MATINÊ NO CINE GLÓRIA NUM DIA DE SEMANA (um conto mínimo de Márcio Calafiori)



“Mamãe, já começou o filme?”

“Não, esse é o trailer. Não quer fazer xixi?”

“Não...”

“Já sei, tu vais esperar o filme começar pra ter vontade, não é?”

“Não.”

“Não come todos os dropes. Deixa pra quando o filme começar.”

“Já começou o filme?”

“Não quer fazer xixi?”



“Presta atenção, o filme vai começar.”

“É um filme de quê?”

“Já te disse! É de amor.”

“Filme de amor é parado.”

“Mas esse é bom.”

“Mamãe, por que a senhora só gosta de filme de amor?”

“Ah, um dia tu vais entender. Agora, boquinha fechada. O filme tá começando.”



“Mamãe, pra onde a ambulância tá indo? Quem tá doente?”

“Espera um pouco... Ah, eles estão levando uma guria que foi atropelada na rua.”

“Mas por que ela foi atropelada?”

“Porque atravessou a rua sem olhar. Isso é o que acontece com quem anda no meio da rua sem tomar cuidado.”

“Eu olho para os lados quando atravesso a rua. Só não olho quando estou com a senhora e o papai, pois os adultos são os responsáveis pelas crianças.”

“É isso mesmo. Mas agora para de falar. Presta atenção no filme.”



“Mamãe, por que o homem está olhando pra moça?”

“Ah, ele gostou dela.”

“Eles são namorados?”

“Ainda não.”

“O homem e a moça vão sair?”

“Vão. Fica quieto.”

“Pra onde eles estão indo?”

“Ah, eles vão passear.”

“Mas aonde?”

“Eles estão em Hong Kong.”

“Esse lugar é lá longe?”

“É.”

“Por que eles estão batendo nas tigelas?”

“Porque assim os maus espíritos ficam com medo do barulho e vão embora.”



“Mamãe, pra onde o homem e a moça estão indo agora?”

“Eles vão namorar.”

“Namorar?”

“É, eles são tão bonitos...”

“Por que a moça não quer beijar o homem?”

“Ela quer e não quer.
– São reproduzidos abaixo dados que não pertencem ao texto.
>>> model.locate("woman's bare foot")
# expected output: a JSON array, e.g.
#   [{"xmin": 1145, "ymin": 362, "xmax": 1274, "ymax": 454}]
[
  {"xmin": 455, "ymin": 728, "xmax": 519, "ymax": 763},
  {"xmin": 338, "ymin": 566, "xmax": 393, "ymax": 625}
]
Um dia tu vais entender.”



“Mamãe, que lugar é esse em que o homem e a moça estão?”

“Ah, é a Colina do Amor.”

“Olha, a borboleta parou no ombro do homem!”

“Essa é a borboleta da boa sorte. Que linda!”



“Mamãe, por que o homem e a moça estão discutindo?”

“Ah, por bobagem. Daqui a pouco eles ficam de bem.”

“Mamãe, por que o homem e a moça estão conversando? Eles não tinham brigado?”

“Parece que agora vão ficar de bem. Vamos esperar... Viste? Não te falei? Eles fizeram as pazes e vão se casar.”

“Vão casar?”

‘É.”

“Por que a moça tá rindo e chorando ao mesmo tempo?”

“Porque ela está muito, muito feliz.”

“Quando eu tô feliz eu não choro.”



“Por que a moça beijou a carta, mamãe?”

“Porque na carta o namorado diz que a ama e que está com saudade dela.”

“Mas por que ela beijou a carta?”

“Porque imaginou que o namorado estava ali com ela.”

“E aonde o namorado dela foi?”

“Ele foi pra guerra. Fica quieto, vê o filme.”



“Mamãe, por que a música desse filme é triste?”

“É uma música de amor e saudade, por isso é um pouco triste.”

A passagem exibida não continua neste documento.